Nein, das hat damit zu tun, dass Ayotzinapa für ein anderes Bildungskonzept steht. Man will dort Lehrer aus armen Gemeinden ausbilden, die danach in ihren Dörfern sozialen Wandel voranbringen. An diesem Konzept aus der mexikanischen Revolution haben die heutigen Regierungen kein Interesse. Deshalb arbeiten sie darauf hin, die Schulen zu schließen. Dagegen wehren sich die Studenten und haben sich dabei radikalisiert. In der Öffentlichkeit werden sie deshalb stigmatisiert. Der „Ayotzinapo“ ist zum Synonym für einen Krawallmacher geworden. Damit wird die Gewalt gegen die Studenten legitimiert.

In diesem Fall hat aber der Bürgermeister José Luis Abarca von Iguala den Befehl gegeben, gegen die Studenten vorzugehen.

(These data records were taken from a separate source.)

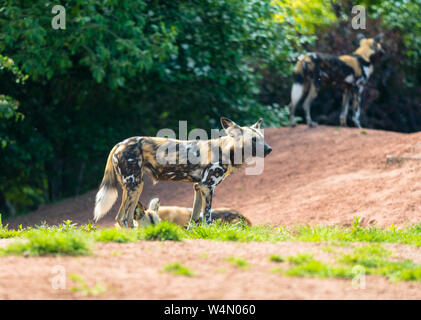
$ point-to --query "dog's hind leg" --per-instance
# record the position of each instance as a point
(346, 97)
(129, 201)
(312, 94)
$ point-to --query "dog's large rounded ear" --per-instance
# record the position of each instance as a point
(154, 205)
(379, 37)
(230, 127)
(359, 37)
(257, 124)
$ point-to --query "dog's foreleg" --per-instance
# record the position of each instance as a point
(212, 175)
(207, 195)
(356, 105)
(198, 204)
(345, 106)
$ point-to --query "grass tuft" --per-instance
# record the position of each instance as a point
(178, 269)
(116, 235)
(238, 262)
(163, 232)
(84, 288)
(276, 258)
(44, 242)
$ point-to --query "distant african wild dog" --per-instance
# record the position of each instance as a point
(182, 215)
(172, 160)
(348, 72)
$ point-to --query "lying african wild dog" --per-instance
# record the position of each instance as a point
(216, 159)
(182, 215)
(348, 72)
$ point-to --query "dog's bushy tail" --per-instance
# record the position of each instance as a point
(298, 90)
(107, 193)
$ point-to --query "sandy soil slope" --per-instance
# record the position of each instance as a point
(317, 176)
(325, 176)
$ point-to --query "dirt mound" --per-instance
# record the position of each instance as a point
(320, 176)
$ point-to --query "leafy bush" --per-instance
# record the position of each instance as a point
(126, 68)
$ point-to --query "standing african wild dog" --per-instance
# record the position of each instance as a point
(216, 159)
(348, 72)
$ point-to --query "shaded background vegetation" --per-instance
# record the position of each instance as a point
(124, 68)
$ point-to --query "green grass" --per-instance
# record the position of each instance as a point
(238, 262)
(163, 232)
(6, 233)
(375, 260)
(83, 287)
(45, 242)
(68, 238)
(178, 269)
(276, 258)
(304, 265)
(371, 259)
(116, 235)
(219, 231)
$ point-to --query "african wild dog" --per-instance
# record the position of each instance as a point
(348, 72)
(214, 160)
(145, 217)
(182, 215)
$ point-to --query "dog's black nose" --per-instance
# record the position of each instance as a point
(268, 150)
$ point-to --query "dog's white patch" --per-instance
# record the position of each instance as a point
(104, 200)
(368, 71)
(350, 78)
(296, 93)
(128, 179)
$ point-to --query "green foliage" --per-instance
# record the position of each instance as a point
(162, 232)
(178, 269)
(41, 242)
(308, 15)
(403, 15)
(125, 68)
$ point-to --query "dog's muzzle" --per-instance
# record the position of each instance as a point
(267, 150)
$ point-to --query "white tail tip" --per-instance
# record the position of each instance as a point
(104, 200)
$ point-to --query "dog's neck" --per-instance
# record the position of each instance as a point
(365, 52)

Aber die entsprechende Stimmung war bereits geschaffen. Nur so ist zu erklären, dass Abarca einen solchen Einsatz anordnen kann. Er hat eindeutig signalisiert: „Stoppt sie, unterwerft sie.“ Bei nicht ausgebildeten Polizisten, die für die Mafia arbeiten und nur gewohnt sind, ihre Waffen zu benutzen, kann das alles bedeuten. Der Angriff dauerte zwei Stunden, und Abarca hat nie eingegriffen. Auch die bundesstaatlichen und föderalen Polizisten schauten nur zu.

Wie ist das zu erklären?

Sie gaben später an, sie hätten keinen Befehl bekommen und es stünde ihnen nicht zu, gegen die Lokalpolizei vorzugehen. Ähnlich agierte das Militär. Normalerweise richtet die Armee sofort Kontrollposten ein, wenn schwere Waffen im Spiel sind. Diesmal nicht, obwohl Streitkräfte in der Nähe waren. Im Gegenteil: Die Soldaten durchsuchten einen verletzten Studenten, der dringend ins Krankenhaus musste. Die Armee hätte schon viel früher etwas unternehmen müssen. Sie kannte die Struktur der organisierten Kriminalität in Iguala.

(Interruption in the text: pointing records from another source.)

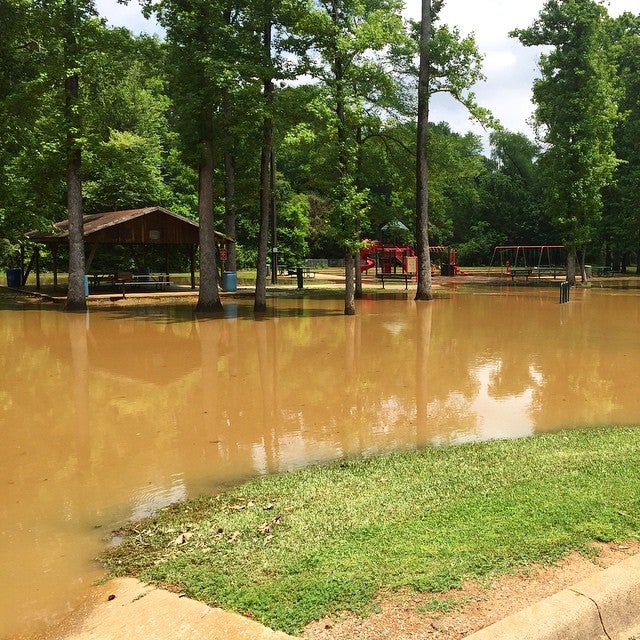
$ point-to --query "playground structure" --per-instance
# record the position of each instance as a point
(526, 260)
(392, 261)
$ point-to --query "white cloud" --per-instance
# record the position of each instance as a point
(509, 67)
(129, 16)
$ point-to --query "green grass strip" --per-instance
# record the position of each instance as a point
(290, 549)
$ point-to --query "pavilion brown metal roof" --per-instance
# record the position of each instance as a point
(149, 225)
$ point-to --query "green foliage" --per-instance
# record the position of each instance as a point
(576, 112)
(293, 548)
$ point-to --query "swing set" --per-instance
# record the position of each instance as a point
(526, 260)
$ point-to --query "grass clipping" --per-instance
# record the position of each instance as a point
(290, 549)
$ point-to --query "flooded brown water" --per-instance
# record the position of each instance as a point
(109, 416)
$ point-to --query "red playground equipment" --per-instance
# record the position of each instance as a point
(401, 262)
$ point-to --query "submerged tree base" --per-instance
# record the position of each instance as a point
(210, 308)
(294, 548)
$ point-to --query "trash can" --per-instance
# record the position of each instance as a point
(14, 277)
(229, 281)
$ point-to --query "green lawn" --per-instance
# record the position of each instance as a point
(293, 548)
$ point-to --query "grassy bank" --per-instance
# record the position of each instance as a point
(293, 548)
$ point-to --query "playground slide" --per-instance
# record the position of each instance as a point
(367, 264)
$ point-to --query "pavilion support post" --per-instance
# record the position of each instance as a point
(166, 259)
(55, 266)
(92, 255)
(192, 264)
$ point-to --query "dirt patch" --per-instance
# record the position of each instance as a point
(410, 616)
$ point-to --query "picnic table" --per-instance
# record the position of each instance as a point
(124, 279)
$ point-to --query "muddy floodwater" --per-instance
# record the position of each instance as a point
(108, 416)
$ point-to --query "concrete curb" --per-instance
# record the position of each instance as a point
(604, 606)
(126, 609)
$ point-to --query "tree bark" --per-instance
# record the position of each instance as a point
(424, 288)
(76, 300)
(260, 303)
(229, 184)
(349, 286)
(343, 158)
(571, 265)
(208, 296)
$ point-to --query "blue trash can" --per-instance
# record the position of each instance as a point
(229, 281)
(14, 277)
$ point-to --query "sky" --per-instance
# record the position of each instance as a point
(509, 67)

Auch der Geheimdienst Cisen war informiert, dass Abarcas Frau María de los Angeles in die Verbrecherbande Guerreros Unidos eingebunden ist …

Nicht nur das. Sie wussten auch, dass dort viele Menschen hingerichtet wurden. Es war klar, dass es in Iguala viele Massengräber gibt. Außerdem ist Abarca wohl für die Ermordung von drei Oppositionellen im Jahr 2013 verantwortlich. Aber niemand hat ermittelt. Andere, die den Angriff damals überlebten, mussten die Gegend verlassen, weil sie mit dem Tod bedroht wurden.

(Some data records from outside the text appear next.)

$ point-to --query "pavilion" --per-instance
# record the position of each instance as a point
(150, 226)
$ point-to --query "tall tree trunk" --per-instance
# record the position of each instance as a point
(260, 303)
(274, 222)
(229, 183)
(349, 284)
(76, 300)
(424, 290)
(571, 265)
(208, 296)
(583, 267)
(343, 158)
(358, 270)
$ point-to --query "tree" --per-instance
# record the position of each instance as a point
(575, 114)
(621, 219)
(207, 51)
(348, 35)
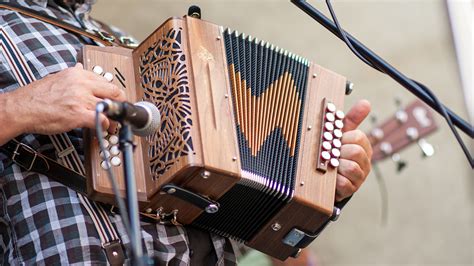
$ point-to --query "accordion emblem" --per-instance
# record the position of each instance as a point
(249, 139)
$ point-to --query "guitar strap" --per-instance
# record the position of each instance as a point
(67, 154)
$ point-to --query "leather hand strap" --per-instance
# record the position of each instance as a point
(98, 36)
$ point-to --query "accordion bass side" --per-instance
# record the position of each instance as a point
(249, 140)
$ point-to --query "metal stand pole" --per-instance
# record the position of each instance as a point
(126, 146)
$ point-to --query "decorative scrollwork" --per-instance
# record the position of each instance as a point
(164, 79)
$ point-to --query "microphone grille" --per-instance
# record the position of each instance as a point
(153, 122)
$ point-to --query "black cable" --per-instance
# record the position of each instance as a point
(444, 113)
(106, 157)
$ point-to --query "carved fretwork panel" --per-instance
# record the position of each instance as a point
(165, 81)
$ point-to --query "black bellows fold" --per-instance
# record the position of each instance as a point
(268, 92)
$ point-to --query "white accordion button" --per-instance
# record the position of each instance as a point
(330, 117)
(325, 155)
(116, 161)
(339, 124)
(98, 70)
(109, 76)
(104, 165)
(114, 150)
(337, 133)
(334, 162)
(327, 136)
(327, 145)
(113, 139)
(329, 126)
(335, 153)
(331, 107)
(336, 143)
(340, 114)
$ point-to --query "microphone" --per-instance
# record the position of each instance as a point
(144, 117)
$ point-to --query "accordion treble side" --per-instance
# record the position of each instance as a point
(243, 126)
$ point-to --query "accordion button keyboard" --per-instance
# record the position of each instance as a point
(113, 139)
(327, 145)
(107, 154)
(328, 136)
(330, 107)
(334, 162)
(109, 76)
(335, 153)
(329, 126)
(337, 143)
(98, 70)
(104, 165)
(340, 114)
(114, 150)
(325, 155)
(330, 117)
(116, 161)
(106, 143)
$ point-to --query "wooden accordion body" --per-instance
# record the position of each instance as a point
(242, 126)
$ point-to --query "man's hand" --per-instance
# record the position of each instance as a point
(59, 102)
(356, 152)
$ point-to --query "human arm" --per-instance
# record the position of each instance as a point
(57, 103)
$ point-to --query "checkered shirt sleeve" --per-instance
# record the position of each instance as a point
(42, 221)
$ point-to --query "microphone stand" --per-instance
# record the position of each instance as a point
(384, 66)
(126, 146)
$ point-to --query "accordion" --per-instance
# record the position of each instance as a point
(249, 139)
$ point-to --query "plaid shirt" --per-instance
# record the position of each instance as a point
(42, 221)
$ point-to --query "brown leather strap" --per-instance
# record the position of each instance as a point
(102, 37)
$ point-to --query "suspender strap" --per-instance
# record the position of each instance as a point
(102, 37)
(72, 172)
(108, 236)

Warum wurde nicht ermittelt?

Dafür war Gouverneur Angel Aguirre verantwortlich. Aber auch die Bundesregierung hat den Fall einfach hingenommen. Die Witwe eines Ermordeten hat vergeblich bei föderalen Behörden geklagt. Aguirre hat den Bürgermeister auch jetzt in Schutz genommen. Obwohl klar war, dass Abarca Verantwortung trägt, ließ er ihn laufen. Er begründete das damit, dass der Gemeindevorsteher Immunität genieße. In einer solchen Situation gibt es Möglichkeiten, ihn festzuhalten. Aguirre hat sich mindestens zum Komplizen der Politik der Straflosigkeit gemacht.

Wieso diese Ignoranz?

Die organisierte Kriminalität hat die Regierungen unterwandert. Wir haben es mit einer De-facto-Allianz auf allen drei Ebenen zu tun: lokal, bundesstaatlich, föderal. Im Fall Iguala überschneiden sich alle Ebenen: Die Bundesregierung hat nichts dagegen unternommen, dass die Mafia Sozialaktivisten tötet. Der Gouverneur ließ den Bürgermeister frei walten, und dessen Polizeichef übergab die Männer den Kriminellen.